The present invention relates to devices for injecting liquid into a body cavity to effect cleaning thereof and, more particularly, a device for irrigation of an external ear canal with lavage fluid.
Various irrigation devices are known for cleaning human body cavities. For example, such devices are used routinely for cleaning the ears of a patient. Most commonly, a flexible bulb is fitted to a nozzle through which the lavage fluid is discharged into the ear canal of a patient.
Bulb-type devices have several drawbacks. First, the bulb capacity limits the usage of the device since the bulb contains a relatively small quantity of the lavage fluid and, to fully irrigate a patient's ear, the bulb has to be refilled a number of times.
Second, the pressure of the lavage fluid exiting the nozzle and impinging upon the ear canal can not be readily controlled in a reliable manner. This lack of control produces inconsistent results and can in turn, cause pain and injure a patient due to the sensitivity of the tympanic membrane.
Third, an inconvenience related to collection of the waste fluid discharged from the cavity. In the majority of prior art devices a basin is used to collect the waste fluid. If the basin is not used, then the patient must be irrigated in the vicinity of a sink in order to avoid spillages and further usually require the use of towels, drapes, and other accessories to attend to the discharged lavage fluid. Using either method, the collection of waste fluid from a cleaning procedure is tedious and messy, as well as inefficient.
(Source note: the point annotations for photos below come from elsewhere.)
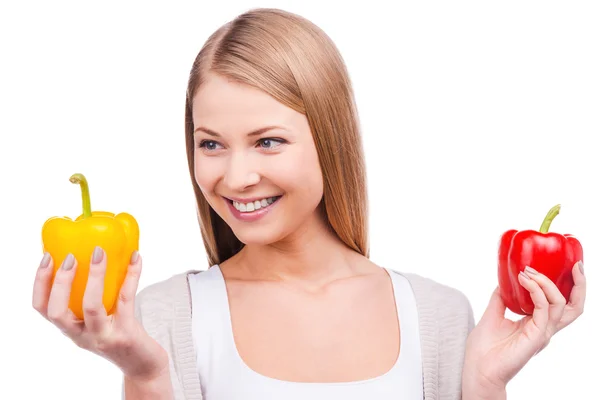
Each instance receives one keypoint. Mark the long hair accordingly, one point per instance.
(295, 62)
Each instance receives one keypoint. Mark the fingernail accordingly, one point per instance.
(98, 255)
(524, 275)
(68, 262)
(134, 257)
(530, 270)
(45, 260)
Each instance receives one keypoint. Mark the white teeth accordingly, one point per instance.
(255, 205)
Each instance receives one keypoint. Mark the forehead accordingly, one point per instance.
(226, 105)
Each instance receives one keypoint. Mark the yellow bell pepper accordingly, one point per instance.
(117, 234)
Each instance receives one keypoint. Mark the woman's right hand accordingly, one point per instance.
(119, 338)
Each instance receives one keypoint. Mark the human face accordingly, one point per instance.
(252, 150)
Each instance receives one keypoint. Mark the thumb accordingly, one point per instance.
(125, 304)
(495, 309)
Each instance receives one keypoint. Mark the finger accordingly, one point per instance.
(555, 298)
(577, 298)
(94, 313)
(125, 305)
(496, 308)
(58, 303)
(535, 328)
(43, 285)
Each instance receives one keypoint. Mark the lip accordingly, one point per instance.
(250, 199)
(251, 216)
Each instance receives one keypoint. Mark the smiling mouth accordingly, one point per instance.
(254, 205)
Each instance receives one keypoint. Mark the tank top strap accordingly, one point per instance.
(211, 324)
(410, 343)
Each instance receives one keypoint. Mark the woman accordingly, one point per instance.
(291, 306)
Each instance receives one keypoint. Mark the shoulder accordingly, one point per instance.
(161, 304)
(447, 305)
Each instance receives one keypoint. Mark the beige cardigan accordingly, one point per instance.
(445, 320)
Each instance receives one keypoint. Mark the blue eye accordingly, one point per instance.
(270, 143)
(208, 145)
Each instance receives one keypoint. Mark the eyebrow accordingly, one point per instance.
(253, 133)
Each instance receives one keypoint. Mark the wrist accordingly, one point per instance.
(155, 387)
(474, 388)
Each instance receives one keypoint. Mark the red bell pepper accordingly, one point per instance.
(551, 254)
There is known an ear irrigator which delivers a stream of water into an ear canal, body cavity or wound in small volume bursts of short duration. The device comprises a bottle containing a volume of water and attached to a hand-held pump actuated by squeezing the trigger, a flexible tube with a splash shield connected to the outlet of the pump, and an end tube connected to the free end of the main conduit tube, the end tube being of reduced outer and inner diameter relative to the flexible tube. The transition from a relatively large internal bore in the flexible tube to a small internal bore in the end tube creates a high velocity flow at the tip and causes the end tube to oscillate during the delivery of the water stream that creates a pulsing water stream relative to any particular location in the ear canal and may be more effective in removing ear wax and debris than a steady stream of water. Although the device is an improvement in terms of the liquid capacity, it does not address the other inadequacies of the bulb-type devices.
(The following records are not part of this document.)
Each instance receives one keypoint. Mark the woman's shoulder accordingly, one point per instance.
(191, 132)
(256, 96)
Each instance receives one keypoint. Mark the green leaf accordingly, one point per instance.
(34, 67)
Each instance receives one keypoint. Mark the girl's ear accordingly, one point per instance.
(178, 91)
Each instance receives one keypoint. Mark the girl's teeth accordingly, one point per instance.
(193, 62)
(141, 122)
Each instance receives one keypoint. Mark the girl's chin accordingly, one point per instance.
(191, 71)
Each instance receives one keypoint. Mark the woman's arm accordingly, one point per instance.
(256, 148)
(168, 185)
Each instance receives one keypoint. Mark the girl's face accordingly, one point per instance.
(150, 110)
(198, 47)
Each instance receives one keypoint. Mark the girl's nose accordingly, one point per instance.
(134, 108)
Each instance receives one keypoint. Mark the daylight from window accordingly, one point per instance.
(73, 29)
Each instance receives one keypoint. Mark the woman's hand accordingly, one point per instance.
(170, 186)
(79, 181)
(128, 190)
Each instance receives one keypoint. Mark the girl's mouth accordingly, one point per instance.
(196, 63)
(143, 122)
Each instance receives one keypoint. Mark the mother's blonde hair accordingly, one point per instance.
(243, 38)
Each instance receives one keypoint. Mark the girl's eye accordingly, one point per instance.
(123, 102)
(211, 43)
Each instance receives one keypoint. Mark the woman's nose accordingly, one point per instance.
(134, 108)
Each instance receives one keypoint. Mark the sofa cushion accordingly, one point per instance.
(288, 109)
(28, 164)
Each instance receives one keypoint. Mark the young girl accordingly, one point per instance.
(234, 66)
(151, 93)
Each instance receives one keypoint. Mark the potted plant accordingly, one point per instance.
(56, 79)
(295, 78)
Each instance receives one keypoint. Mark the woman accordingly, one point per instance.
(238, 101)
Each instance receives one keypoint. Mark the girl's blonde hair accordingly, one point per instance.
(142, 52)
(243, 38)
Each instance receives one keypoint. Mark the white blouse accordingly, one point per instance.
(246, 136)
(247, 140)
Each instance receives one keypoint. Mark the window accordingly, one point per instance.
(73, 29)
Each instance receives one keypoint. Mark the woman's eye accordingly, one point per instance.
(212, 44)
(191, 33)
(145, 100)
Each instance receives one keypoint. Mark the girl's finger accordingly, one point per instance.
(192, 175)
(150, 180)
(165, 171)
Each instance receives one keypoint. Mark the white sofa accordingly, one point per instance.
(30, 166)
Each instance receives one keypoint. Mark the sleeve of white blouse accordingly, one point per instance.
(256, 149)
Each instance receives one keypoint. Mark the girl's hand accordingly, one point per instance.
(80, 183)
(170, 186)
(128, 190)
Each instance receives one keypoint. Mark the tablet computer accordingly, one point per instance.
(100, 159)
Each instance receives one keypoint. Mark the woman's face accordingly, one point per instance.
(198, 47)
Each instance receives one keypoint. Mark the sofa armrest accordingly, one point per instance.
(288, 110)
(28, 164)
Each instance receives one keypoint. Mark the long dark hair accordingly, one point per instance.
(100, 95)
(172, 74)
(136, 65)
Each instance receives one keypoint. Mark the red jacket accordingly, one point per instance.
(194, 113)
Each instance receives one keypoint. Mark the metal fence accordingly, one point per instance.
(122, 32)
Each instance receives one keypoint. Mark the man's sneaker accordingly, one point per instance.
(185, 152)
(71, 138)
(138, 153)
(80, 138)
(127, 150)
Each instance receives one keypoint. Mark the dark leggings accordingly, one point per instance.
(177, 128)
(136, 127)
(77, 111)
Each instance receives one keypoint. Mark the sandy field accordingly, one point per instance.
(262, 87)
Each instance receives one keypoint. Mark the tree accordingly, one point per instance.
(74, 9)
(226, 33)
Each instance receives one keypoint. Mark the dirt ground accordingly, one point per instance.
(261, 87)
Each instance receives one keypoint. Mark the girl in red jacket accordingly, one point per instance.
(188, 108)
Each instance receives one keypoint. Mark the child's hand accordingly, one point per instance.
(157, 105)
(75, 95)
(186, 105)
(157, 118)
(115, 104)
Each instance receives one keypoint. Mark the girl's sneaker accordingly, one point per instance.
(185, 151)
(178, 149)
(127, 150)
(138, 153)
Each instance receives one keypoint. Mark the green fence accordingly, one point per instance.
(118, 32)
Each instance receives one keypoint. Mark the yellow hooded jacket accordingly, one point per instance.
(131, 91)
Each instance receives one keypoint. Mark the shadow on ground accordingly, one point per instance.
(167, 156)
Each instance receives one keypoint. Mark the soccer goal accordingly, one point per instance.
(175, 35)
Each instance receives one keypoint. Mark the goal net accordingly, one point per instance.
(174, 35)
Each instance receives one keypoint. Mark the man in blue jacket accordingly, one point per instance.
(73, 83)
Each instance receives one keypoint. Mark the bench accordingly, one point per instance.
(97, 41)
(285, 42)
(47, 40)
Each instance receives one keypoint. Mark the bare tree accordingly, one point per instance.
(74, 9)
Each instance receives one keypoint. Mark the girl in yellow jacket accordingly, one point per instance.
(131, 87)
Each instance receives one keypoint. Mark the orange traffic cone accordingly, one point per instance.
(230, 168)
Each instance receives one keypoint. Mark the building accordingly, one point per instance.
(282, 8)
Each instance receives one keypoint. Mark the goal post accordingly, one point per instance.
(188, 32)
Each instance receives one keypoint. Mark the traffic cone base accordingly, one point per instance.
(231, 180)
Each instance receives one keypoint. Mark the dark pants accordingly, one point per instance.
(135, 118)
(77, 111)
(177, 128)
Another known irrigation devices include a pump, connected to a fluid reservoir, and driven by an electric motor. Such devices are capable of pulsatingly or continuously ejecting water from a nozzle opening for a sustained period of time, but do not generally include temperature and pressure indicators for monitoring the temperature and pressure of the water issuing from the nozzle. The use of an electric motor also has a number of inherent disadvantages, including a necessarily maintenance of the device and the noise of the motor, which can be annoying and stressful both for the operator and the person whose ear is being cleaned.
Fountain-type irrigation devices which are adapted to be connected with a pressure water supply such as at a faucet, on top of having some of the disadvantages of the pump devices, are generally suited for cleaning ears with water only, feature long tubes that necessitate prolonged flashing for stabilizing of the water temperature and inconvenient for the operator, and require pressure relief valves with a separate drain line for dampening of water supply pressure fluctuations. Moreover, the rapid opening and closing of the relief valve can itself create a pulsating flow from the nozzle opening.
A common problem of using the irrigation devices with continuous supply of the lavage fluid is the waste fluid evacuation. Due to the continuous flow, a protection of patient clothes and the collection of waste fluid from a cleaning procedure are more challenging than with the manual devices. Known in the fountain-type irrigation devices, a vacuum assisted evacuation can work effectively only under certain conditions, which are not sustainable in real settings.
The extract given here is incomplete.